Freitag, Mai 21, 2010

Kein Niveau ist auch Niveau

Kiss, Hard-Rock-Helden der 70er Jahre, gastierten in der Wiener Stadthalle

Worum es Kiss seit ihren Anfangstagen in den 1970er Jahren gegangen ist und auf immer und ewig gehen wird – spätestens bei der letzten Zugabe wissen es alle. In der Wiener Stadthalle lautet der Schlachtruf: "I wanna rock and roll all night. And party every day!"

Weil uns die reale Welt ohnehin dazu zwingt, ständig an oder über etwas nachzudenken: Kiss sind die große Auszeit in einem verkopften Gefüge, sie sind das ewig andauernde Feriencamp in einer Welt der immer nie Erwachsenen. Ihre auf die untere Körperhälfte zielenden und von ebendort kommenden Songs laden auf Platte wie live beim kollektiven Umtrunk mit Bier und den zehn besten Freunden unseres Vertrauens zunächst einmal dazu ein, alles wieder zu vergessen.

Wer den Kopf zu Hause lässt, ist klar im Vorteil. Denn die triebgesteuerten Niederungen des Rock’n’Roll haben anderes im Sinn: Kein Niveau ist auch ein Niveau. Unser Niveau! Und wenn die Band einmal nicht darüber singt, wie es mit dem Rock’n’Roll so ist, so wird dem ewig lockenden Weib mit all seinen Reizen gehuldigt. Dieses macht Gene Simmons auch heute noch ganz ding. Was genau ihn zu Liedern wie "Love Gun" inspiriert hat? Niemand will es wissen.

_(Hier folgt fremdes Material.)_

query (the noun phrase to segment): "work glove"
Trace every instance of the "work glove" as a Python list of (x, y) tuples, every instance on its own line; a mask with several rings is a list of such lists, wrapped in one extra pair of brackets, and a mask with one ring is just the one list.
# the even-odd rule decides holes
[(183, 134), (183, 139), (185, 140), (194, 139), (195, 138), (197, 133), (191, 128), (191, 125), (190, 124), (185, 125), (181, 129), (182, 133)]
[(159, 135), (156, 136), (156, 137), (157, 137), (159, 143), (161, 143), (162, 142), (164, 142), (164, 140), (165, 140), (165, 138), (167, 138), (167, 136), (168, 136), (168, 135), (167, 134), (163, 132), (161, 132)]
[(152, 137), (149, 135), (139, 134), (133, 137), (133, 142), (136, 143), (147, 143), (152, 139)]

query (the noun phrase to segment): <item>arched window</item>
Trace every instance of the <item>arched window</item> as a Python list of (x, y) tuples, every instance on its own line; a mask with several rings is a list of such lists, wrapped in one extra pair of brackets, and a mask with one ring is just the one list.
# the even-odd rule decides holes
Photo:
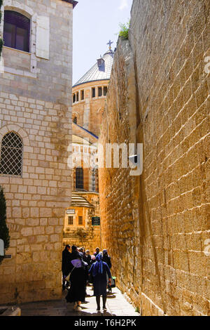
[(84, 189), (83, 169), (81, 167), (76, 169), (76, 189)]
[(0, 174), (22, 174), (23, 145), (22, 139), (14, 132), (7, 133), (2, 139)]
[(4, 40), (7, 47), (29, 52), (30, 20), (16, 11), (5, 11)]

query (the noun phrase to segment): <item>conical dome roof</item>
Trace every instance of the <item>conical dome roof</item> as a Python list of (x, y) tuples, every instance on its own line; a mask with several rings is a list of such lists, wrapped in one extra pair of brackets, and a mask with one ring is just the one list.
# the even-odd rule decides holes
[(73, 87), (90, 81), (109, 80), (113, 62), (114, 52), (109, 50), (92, 68), (78, 80)]

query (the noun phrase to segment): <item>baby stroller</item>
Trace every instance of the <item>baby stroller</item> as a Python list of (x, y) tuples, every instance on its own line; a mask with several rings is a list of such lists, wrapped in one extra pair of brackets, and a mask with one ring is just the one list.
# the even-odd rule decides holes
[(116, 279), (116, 277), (111, 277), (111, 284), (108, 282), (107, 287), (108, 287), (108, 294), (112, 293), (112, 288), (115, 288), (116, 286), (115, 279)]

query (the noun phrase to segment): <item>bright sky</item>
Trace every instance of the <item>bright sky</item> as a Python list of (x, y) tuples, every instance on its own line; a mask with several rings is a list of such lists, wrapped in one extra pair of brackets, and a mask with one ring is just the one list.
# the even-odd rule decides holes
[(114, 50), (120, 23), (130, 18), (132, 0), (77, 0), (74, 9), (73, 84), (108, 49)]

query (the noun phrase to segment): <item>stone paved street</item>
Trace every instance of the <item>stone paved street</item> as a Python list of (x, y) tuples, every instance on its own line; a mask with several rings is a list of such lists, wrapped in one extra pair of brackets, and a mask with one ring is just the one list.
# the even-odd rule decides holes
[(65, 296), (67, 291), (63, 293), (60, 301), (44, 301), (20, 304), (22, 316), (139, 316), (133, 306), (129, 303), (118, 288), (113, 289), (112, 294), (108, 295), (107, 312), (96, 311), (95, 297), (91, 286), (88, 287), (86, 303), (82, 304), (82, 310), (73, 310), (74, 304), (66, 304)]

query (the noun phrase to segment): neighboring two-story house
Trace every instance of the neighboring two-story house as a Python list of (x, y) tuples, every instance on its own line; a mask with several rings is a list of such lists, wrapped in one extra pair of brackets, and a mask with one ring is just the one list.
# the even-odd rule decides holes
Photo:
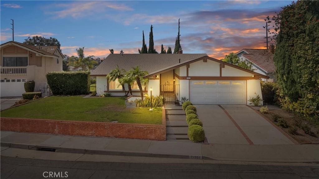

Damit ist die Band also seit bald vier Dekaden nicht umzubringen. Zum Unikat wurden Kiss aber weniger durch ihre Musik, die – es gibt Wiederholungen – bald an ihre Grenzen stieß. Vor allem in ihrer Erscheinung als flotte Space-Cowboys in Plateau-Schuhen und mit einem Schminkmassaker im Gesicht, wie es selbst Liz Taylor noch nicht gesehen hat, fand sie ihr Alleinstellungsmerkmal. Und auch in puncto Selbstvermarktung, die sich in kaufbaren Artikeln vom Kiss-Kondom bis hin zum Kiss-Sarg niederschlägt, hat sie Standards gesetzt. Während das Vierer-Kollektiv lange Zeit aber vor allem um Nachlassverwaltung bemüht war und eher als Merchandising-Unternehmung mit angeschlossener Restband erschien, veröffentlichten Kiss mit "Sonic Boom" 2009 ihr erstes Album seit elf Jahren. Auch die Gärtner und Stubenmädchen von Gene Simmons haben Familie. Im Falle der Stubenmädchen war Simmons womöglich nicht ganz unbeteiligt – aber egal.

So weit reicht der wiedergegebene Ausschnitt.